In light of Franke's transgressions, we cannot conclude that the bankruptcy court clearly erred when it concluded as a factual matter that Franke acted with "complete disregard" for the procedures and requirements of the Bankruptcy Rules and the Bankruptcy Code. Having reached that conclusion, the bankruptcy court had discretion over whether to permit Franke to receive any fees at all, regardless of their excessiveness or reasonableness. See In re Park-Helena, 63 F.3d at 882. Given the gravity of Franke's transgressions, an inquiry into the appropriate amount of the fee was not required, and the bankruptcy court did not abuse its discretion.
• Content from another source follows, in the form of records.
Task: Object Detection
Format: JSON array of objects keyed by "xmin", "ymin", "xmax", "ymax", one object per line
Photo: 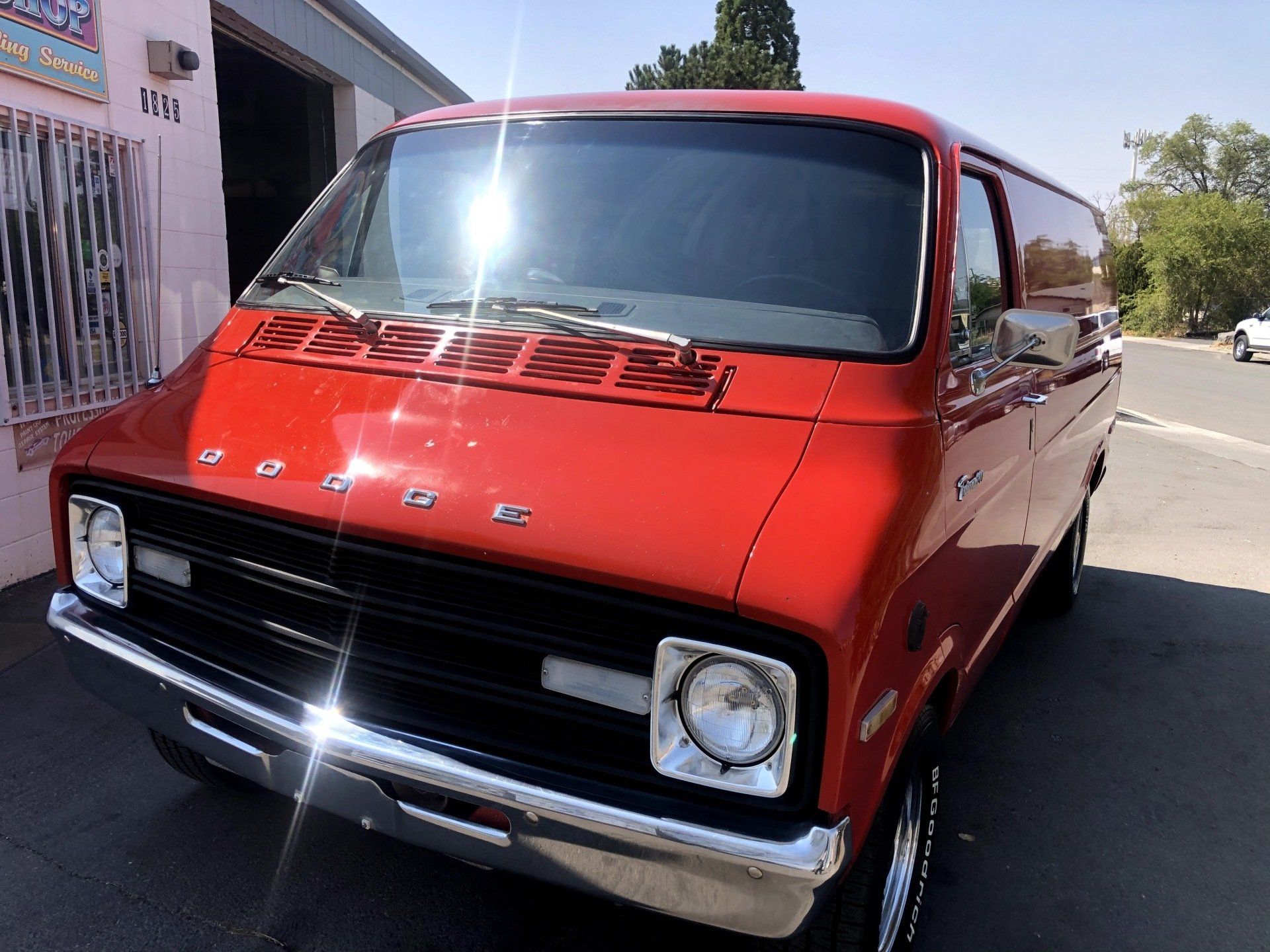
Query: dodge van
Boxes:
[{"xmin": 48, "ymin": 91, "xmax": 1121, "ymax": 952}]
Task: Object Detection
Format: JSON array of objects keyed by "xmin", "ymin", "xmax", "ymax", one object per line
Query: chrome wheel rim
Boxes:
[
  {"xmin": 878, "ymin": 774, "xmax": 922, "ymax": 952},
  {"xmin": 1072, "ymin": 508, "xmax": 1085, "ymax": 595}
]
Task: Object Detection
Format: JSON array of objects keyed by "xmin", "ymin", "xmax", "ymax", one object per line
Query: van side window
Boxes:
[{"xmin": 949, "ymin": 175, "xmax": 1002, "ymax": 357}]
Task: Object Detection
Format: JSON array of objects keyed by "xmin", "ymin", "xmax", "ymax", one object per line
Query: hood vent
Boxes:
[{"xmin": 241, "ymin": 315, "xmax": 722, "ymax": 409}]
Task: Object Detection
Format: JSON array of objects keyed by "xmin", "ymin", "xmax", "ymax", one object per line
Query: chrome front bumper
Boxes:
[{"xmin": 48, "ymin": 592, "xmax": 851, "ymax": 938}]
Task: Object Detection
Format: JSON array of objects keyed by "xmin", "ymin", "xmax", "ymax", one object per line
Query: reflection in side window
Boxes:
[{"xmin": 952, "ymin": 175, "xmax": 1001, "ymax": 353}]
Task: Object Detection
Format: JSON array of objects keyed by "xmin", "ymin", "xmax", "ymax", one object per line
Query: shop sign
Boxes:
[
  {"xmin": 0, "ymin": 0, "xmax": 108, "ymax": 102},
  {"xmin": 13, "ymin": 406, "xmax": 110, "ymax": 472}
]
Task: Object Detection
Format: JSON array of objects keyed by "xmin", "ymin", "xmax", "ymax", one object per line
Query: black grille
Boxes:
[{"xmin": 76, "ymin": 483, "xmax": 824, "ymax": 821}]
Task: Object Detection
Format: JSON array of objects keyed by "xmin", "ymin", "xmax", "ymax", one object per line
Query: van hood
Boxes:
[{"xmin": 79, "ymin": 348, "xmax": 837, "ymax": 610}]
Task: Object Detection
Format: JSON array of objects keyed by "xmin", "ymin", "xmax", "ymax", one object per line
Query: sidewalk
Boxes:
[{"xmin": 0, "ymin": 573, "xmax": 57, "ymax": 672}]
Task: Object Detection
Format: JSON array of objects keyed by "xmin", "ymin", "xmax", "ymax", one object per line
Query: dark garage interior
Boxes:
[{"xmin": 214, "ymin": 30, "xmax": 335, "ymax": 297}]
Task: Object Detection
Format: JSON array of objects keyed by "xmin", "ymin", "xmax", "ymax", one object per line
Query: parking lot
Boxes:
[{"xmin": 0, "ymin": 342, "xmax": 1270, "ymax": 952}]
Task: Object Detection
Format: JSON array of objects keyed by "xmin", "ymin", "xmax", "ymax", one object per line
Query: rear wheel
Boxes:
[
  {"xmin": 1033, "ymin": 490, "xmax": 1089, "ymax": 614},
  {"xmin": 150, "ymin": 730, "xmax": 259, "ymax": 789},
  {"xmin": 776, "ymin": 707, "xmax": 940, "ymax": 952}
]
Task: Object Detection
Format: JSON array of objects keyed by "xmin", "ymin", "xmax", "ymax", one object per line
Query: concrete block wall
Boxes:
[
  {"xmin": 334, "ymin": 85, "xmax": 396, "ymax": 167},
  {"xmin": 0, "ymin": 0, "xmax": 230, "ymax": 588}
]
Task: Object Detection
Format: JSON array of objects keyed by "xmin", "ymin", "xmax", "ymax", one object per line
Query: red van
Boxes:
[{"xmin": 48, "ymin": 91, "xmax": 1121, "ymax": 951}]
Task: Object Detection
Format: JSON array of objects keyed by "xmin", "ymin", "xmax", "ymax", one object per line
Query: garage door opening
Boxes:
[{"xmin": 214, "ymin": 32, "xmax": 335, "ymax": 298}]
Franke's attempt to draw a distinction based upon the source of the post-petition payments is unavailing. The bankruptcy court may order the disgorgement of any payment made to an attorney representing the debtor in connection with a bankruptcy proceeding, irrespective of the payment's source. See, e.g., In re Walters, 868 F.2d at 668 ("[A]ny payment made to an attorney for representing a debtor in connection with a bankruptcy proceeding is reviewable by the bankruptcy court notwithstanding the source of payment."); In re Crimson Invs., 109 B.R. at 400 ("The Bankruptcy Court may order the return to the Debtor of any payment made to an attorney representing the Debtor or in connection with a bankruptcy proceeding, irrespective of the source of payment.").
Franke also argues that the bankruptcy court erred in ordering the funds be disgorged to the Chapter 11 Trustee. To the extent Franke seeks to challenge the ultimate disposition of those funds, the bankruptcy court's order is not final and thus not appealable. Otherwise, to the extent Franke seeks to challenge the fact that the order directs the Chapter 11 Trustee to hold these funds pending their disposition, its argument is meritless because the Chapter 11 Trustee is an appropriate interim holder until the bankruptcy court rules with regard to the ultimate disposition of those funds.
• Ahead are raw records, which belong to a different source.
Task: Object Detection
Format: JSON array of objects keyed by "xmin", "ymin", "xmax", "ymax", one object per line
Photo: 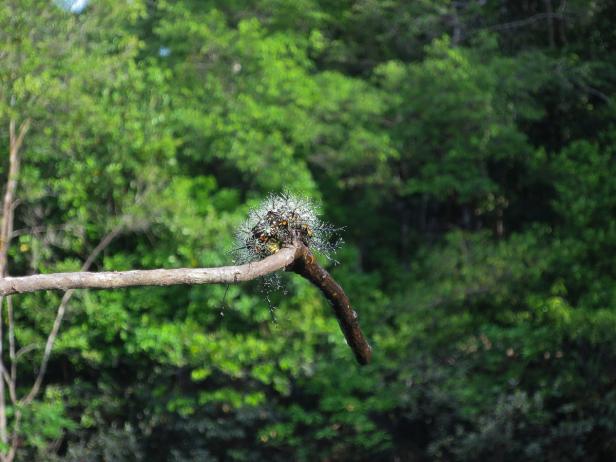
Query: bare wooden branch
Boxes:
[
  {"xmin": 22, "ymin": 223, "xmax": 123, "ymax": 404},
  {"xmin": 0, "ymin": 243, "xmax": 372, "ymax": 364},
  {"xmin": 0, "ymin": 247, "xmax": 299, "ymax": 296},
  {"xmin": 291, "ymin": 247, "xmax": 372, "ymax": 365}
]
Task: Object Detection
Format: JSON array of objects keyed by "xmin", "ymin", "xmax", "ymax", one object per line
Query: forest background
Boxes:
[{"xmin": 0, "ymin": 0, "xmax": 616, "ymax": 461}]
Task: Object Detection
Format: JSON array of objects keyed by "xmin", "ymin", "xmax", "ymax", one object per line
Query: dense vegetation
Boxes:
[{"xmin": 0, "ymin": 0, "xmax": 616, "ymax": 461}]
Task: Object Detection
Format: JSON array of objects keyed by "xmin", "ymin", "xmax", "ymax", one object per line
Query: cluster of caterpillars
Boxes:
[{"xmin": 246, "ymin": 210, "xmax": 314, "ymax": 257}]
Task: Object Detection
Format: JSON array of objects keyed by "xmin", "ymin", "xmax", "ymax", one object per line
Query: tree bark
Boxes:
[
  {"xmin": 290, "ymin": 247, "xmax": 372, "ymax": 365},
  {"xmin": 0, "ymin": 243, "xmax": 372, "ymax": 365}
]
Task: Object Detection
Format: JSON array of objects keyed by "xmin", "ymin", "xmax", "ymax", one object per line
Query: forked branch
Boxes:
[{"xmin": 0, "ymin": 243, "xmax": 371, "ymax": 364}]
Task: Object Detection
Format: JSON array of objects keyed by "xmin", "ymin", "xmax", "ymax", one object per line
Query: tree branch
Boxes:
[
  {"xmin": 0, "ymin": 244, "xmax": 372, "ymax": 366},
  {"xmin": 290, "ymin": 246, "xmax": 372, "ymax": 365},
  {"xmin": 0, "ymin": 247, "xmax": 300, "ymax": 296},
  {"xmin": 22, "ymin": 223, "xmax": 123, "ymax": 404}
]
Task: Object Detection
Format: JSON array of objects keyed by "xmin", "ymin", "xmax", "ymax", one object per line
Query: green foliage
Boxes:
[{"xmin": 0, "ymin": 0, "xmax": 616, "ymax": 461}]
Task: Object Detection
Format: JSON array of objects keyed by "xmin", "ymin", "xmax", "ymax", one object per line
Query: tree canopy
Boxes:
[{"xmin": 0, "ymin": 0, "xmax": 616, "ymax": 461}]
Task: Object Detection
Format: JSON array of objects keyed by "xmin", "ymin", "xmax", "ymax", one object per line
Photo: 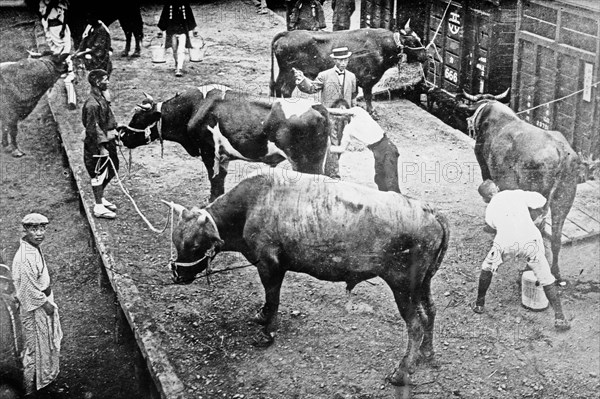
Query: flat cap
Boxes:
[{"xmin": 21, "ymin": 213, "xmax": 48, "ymax": 225}]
The bankruptcy court's disgorgement order is AFFIRMED.
Franke received two checks totalling $174 from Lewis personally in addition to the $30,000 it received from the Medical Corporation
Earlier in the hearing, the bankruptcy judge indicated that the funds would be turned over to either Lewis personally or the bankruptcy estate:
I find either the debtor or the estate is entitled to get that money back....
It only changes who gets, ultimately, those funds back, whether it's the debtor or whether it's this estate that gets the benefit of those funds.